Let’s start at the beginning of the employee experience: recruitment. Advanced analytics and AI can be utilised to revolutionise the way roles are recruited.
As a hiring manager you are looking for the most relevant information about each candidate, and this can come from structured and unstructured sources. A common example of a structured source is a CV.
Unstructured sources are where machine learning and AI really come into play. What is this person posting about on social media? How do they spend their free time? What are their interests? This additional information gives the hiring manager an idea of who a person is and what drives them.
By bringing this data together into one platform HR teams can analyse it and present it in a way that will be beneficial to the hiring manager. This saves the hiring manager time and arms them with the information they need to make the best decision possible.
As we look at countries around the world we can see HR processes modernising and unstructured data playing a larger role, particularly in the US and the UK. There may be geographical differences in the approach, but data integration and advanced analytics are going to make an impact no matter where you’re hiring.
By integrating applications and systems a single action can set off a series of automated workflows such that a new hire gets their computer, pay cheque, benefits, and more in a timely fashion.
Once a new employee is successfully onboarded there is still a delay until they are able to start working effectively.
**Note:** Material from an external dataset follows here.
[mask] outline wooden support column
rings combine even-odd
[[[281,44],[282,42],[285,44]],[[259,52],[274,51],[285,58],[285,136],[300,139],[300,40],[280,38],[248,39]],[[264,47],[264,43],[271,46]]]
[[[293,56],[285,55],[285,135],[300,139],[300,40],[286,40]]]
It can take someone four to six months to be productive in their new role, so to accelerate this timeframe HR departments should look to implement an automation platform sooner rather than later.
This can provide access to other colleagues as well as best practices, quickly bringing the employee up to speed with various business matters. By pulling together unstructured data, automating it into a coherent format, and presenting it to the employee in a way that is useful, it will allow that individual to understand their role and the business quicker. This will result in the employee being able to quickly proceed with completing tasks independently.
Cloud HR applications can be implemented to assist with HR processes, along with business planning and financial management. This helps with streamlining the internal HR practices, but can often take months to be completely integrated into an organisation. But for companies looking to speed up that process an automation platform will reduce those months to weeks.
Hiring the right employee is one thing, but retaining them is another. In the past it was extremely common for an individual to stay in the same job or company for the majority of their working life. But attitudes are changing and starting a new job every five or so years has become increasingly normal.
AI and data can give a helping hand in the challenge of retaining employees and identifying those who are at risk of leaving. Employers can monitor for employee engagement and analyse performance through a dashboard continuously, rather than a review once a year. This helps organisations to identify any red flags and take corrective action as needed.
Internal reviews often focus on looking at the past performance of an employee, but this insight can help an organisation to look forward at the role that employee can play in relation to business aims. For this dashboard an automation platform is required to extract data from various sources and collate this in one place. Having this vast amount of data readily available will save time and allow HR employees to focus their attention on other tasks.
If an employee is at risk of leaving their employer will want to know at the earliest stage possible. One way to gauge this is through tracking engagement metrics. From this predictions can be made as to how likely they are to leave. Monitoring how long an employee spends on non-work-related platforms, such as social media, is an example. By having this data available HR departments can react as appropriate.
There was a time when HR was seen as a back office function but it is now very much at the forefront. As data becomes more important across all departments in an organisation HR and its processes will continue to adapt. Over the next few years the lines between HR, finance, performance analytics, integration and metrics will blur and will be hosted and powered on one easily-accessible platform.